Gilbert Chesterton hat einmal einen interessanten Hinweis gegeben: Gott schaut sich seit Milliarden von Jahren Sonnenuntergänge an, ohne dass ihm dabei langweilig wird. Das ist ein ebenso großartiges, wie wahres Wort.
Wenn es Gott überhaupt langweilig werden könnte, dann müsste ihm immer schon langweilig sein. Langeweile setzt nämlich immer dann ein, wenn wir etwas ganz und gar kennen, wenn nichts Neues mehr entdeckt werden kann; wenn sich nichts abwechselt. Somit müsste also Gott, dem alles bekannt und nichts unbekannt ist, eigentlich der große Gelangweilte sein. Gott weiß, wie alles aussieht. Er weiß, wie alles war, wie alles wurde und wie alles sein wird. Eigentlich müsste er immer gähnen und wie der einsame König auf seinem Planeten, immer irgendwie auf seinen Hofnarren warten, der ihm Abwechslung verschafft.

Kreuzzeichen
Irgendwie können wir aber gar nicht denken, dass Gott langweilig ist und die Lösung scheint in der Liebe zu liegen. Menschen können uns langweilig sein, nicht aber, wenn wir sie lieben. Wann ist einer Mutter ihr Kind je langweilig geworden? Kinder können langweilig gekleidet sein, aber niemals langweilig werden. Was immer wir lieben, das schauen wir mit Entzücken an; eben so lange wir es lieben.
So ist es auch mit dem Gebet. Lieben wir es, wird es nicht langweilig. Das Vaterunser ist immer dasselbe. Wer es zu beten versteht und lieben gelernt hat, dem wir nicht langweilig dabei. Der Rosenkranz, das große Gebet der Wiederholung ist für die, die ihn zu beten verstehen, täglich das größte Vergnügen.

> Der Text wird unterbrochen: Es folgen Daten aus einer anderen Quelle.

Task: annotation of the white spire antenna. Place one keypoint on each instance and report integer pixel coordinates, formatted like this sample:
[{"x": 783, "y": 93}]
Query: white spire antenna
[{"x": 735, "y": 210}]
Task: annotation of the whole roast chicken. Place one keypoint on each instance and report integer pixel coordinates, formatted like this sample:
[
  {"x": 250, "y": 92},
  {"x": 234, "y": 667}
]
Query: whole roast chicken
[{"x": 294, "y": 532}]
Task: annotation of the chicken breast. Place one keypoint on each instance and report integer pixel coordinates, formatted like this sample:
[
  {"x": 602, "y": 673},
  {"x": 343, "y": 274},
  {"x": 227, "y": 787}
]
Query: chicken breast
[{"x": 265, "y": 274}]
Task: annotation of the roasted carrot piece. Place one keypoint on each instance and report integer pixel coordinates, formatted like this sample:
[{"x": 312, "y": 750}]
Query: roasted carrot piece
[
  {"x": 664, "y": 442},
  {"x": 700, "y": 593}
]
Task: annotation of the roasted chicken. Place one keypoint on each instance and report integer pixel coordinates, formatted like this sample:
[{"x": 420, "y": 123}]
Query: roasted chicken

Die Gebete der Psalmen sind seit Jahrtausenden genau die gleichen. Immer wurden Bücher des Entzückens über sie verfasst und durch alle Zeiten gibt es Beter, die ganz und gar aus ihnen leben.
Die Gebete des sogenannten Stundengebetes sind immer die selben, auch wenn sie im Vier- oder Zweiwochentakt variieren. Ebenso ist es mit den Gebeten, die wir in der vita füreinander sprechen. Wer sie liebt, der betet sie gern.
Wenn wir aber noch etwas genauer hinsehen, ist es aber gar nicht das Gebet als solches, was wir lieben, sondern der, den wir mit dem Gebet anbeten. Man liebt doch eher den Beschenkten, als das Geschenk, das wir ihm geben, oder?
Das erste Gebot Jesu lautet, Gott zu lieben. Wer also Gott von Herzen liebt, dem wird das tägliche Beten zum Abenteuer. Es führt nämlich dahin, Gott in seinem Glauben an ihn, immer besser kennen zu lernen.